Exactly the same as James T Lowe (I made up my mind before scrolling down)!
It's funny - often a way of answering these questions is not selecting the right answer but discarding the wrong ones... In this case I could only discard 2 and of the 2 left D seemed to be more likely (to me).
Joined: Jul 20, 2004 Posts: 3702 Location: Birmingham, UK
Posted: Fri Oct 28, 2005 3:11 pm Post subject:
I have come to the conclusion it was badly explained in the book. This is what I found as the definition on a website:
There are two definitions that are used to describe closed questions. A common definition is:
1. A closed question can be answered with either a single word or a short phrase.

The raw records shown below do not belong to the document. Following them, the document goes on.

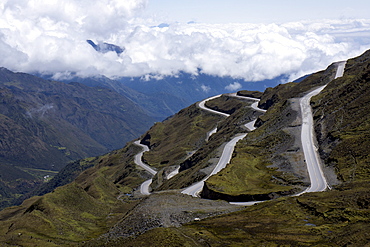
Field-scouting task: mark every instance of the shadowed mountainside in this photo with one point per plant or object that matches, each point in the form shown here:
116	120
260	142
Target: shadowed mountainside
102	204
46	124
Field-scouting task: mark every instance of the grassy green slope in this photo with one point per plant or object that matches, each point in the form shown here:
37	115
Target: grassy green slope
340	217
78	211
260	168
343	121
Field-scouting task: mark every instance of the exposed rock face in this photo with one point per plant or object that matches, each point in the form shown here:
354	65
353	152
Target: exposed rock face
46	124
208	193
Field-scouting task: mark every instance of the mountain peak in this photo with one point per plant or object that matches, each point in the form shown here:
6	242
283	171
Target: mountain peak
105	47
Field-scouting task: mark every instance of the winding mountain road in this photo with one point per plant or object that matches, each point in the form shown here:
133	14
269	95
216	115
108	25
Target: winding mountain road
144	188
312	158
317	178
228	150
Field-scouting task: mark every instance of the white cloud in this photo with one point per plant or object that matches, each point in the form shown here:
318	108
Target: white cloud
49	36
233	86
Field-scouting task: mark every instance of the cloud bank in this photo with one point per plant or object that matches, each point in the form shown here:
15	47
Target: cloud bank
49	36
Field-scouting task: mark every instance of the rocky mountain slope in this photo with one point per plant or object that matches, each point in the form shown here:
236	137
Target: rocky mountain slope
103	205
46	124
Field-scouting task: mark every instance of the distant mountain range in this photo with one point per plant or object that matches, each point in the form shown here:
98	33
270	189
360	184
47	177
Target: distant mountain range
46	124
100	203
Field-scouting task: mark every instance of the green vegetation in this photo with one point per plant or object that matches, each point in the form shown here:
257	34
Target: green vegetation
343	121
172	140
334	218
101	202
81	210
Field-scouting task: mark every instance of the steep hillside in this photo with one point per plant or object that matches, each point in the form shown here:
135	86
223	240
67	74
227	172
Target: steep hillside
46	124
269	162
103	206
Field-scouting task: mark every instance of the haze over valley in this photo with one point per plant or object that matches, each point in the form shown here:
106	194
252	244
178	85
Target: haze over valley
154	123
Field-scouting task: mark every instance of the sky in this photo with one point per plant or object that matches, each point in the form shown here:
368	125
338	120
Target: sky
253	40
267	11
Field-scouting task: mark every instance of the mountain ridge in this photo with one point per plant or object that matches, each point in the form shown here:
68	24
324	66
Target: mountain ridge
336	217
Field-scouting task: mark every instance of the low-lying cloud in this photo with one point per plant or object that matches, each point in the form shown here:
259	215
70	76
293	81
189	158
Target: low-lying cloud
50	37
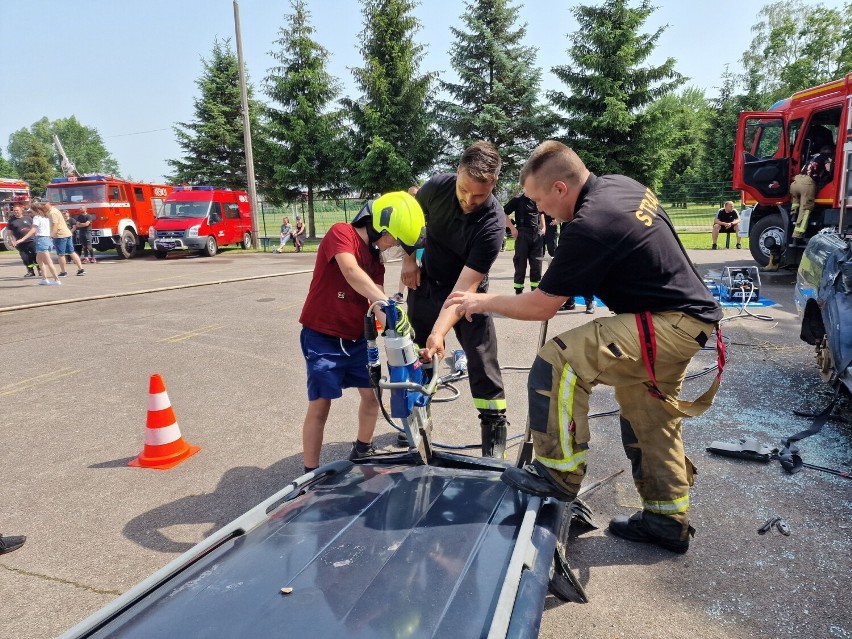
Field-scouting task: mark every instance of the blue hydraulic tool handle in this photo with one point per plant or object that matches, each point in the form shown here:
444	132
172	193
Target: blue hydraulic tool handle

Thus 'How old are you?' and 'Where do you live?' are closed questions.
A more limiting definition is:
2. A closed question can be answered with either 'yes' or 'no'.
Thus 'Are you happy?' and 'Is that a knife I see before me?' are closed questions, whilst 'How are you?' and even 'How old are you?' are not, by this definition, closed. This limited definition is also sometimes called a 'yes or no' question, for obvious reasons.
Using closed questions
Closed questions have the following characteristics:
They give you facts.
They are easy to answer.
They are quick to answer.
They keep control of the conversation with the questioner.
So it looks as though there are two types of closed question, and while it only explained the second one in my text book, there was a question on the first one.
Joined: Oct 12, 2004 Posts: 1003 Location: EGSY (Sheffield) Once a city with an airport :-(
Posted: Fri Oct 28, 2005 7:32 pm Post subject:
WhirlyGirl, I think you interpreted the definition of a Closed Question incorrectly - it didn't mean the Answer is either Yes or No, it meant, the answer is Yes, or the answer is No. It couldn't be either as one is incorrect.
I hate smart-ass questions cos whatever you say, there will be an argument against. IB's way of looking at it is quite a good one..
a way of answering these questions is not selecting the right answer but discarding the wrong ones...
and seems to work fairly well for the newer PPL exams (the 4 option ones) although a bit of knowledge is useful too!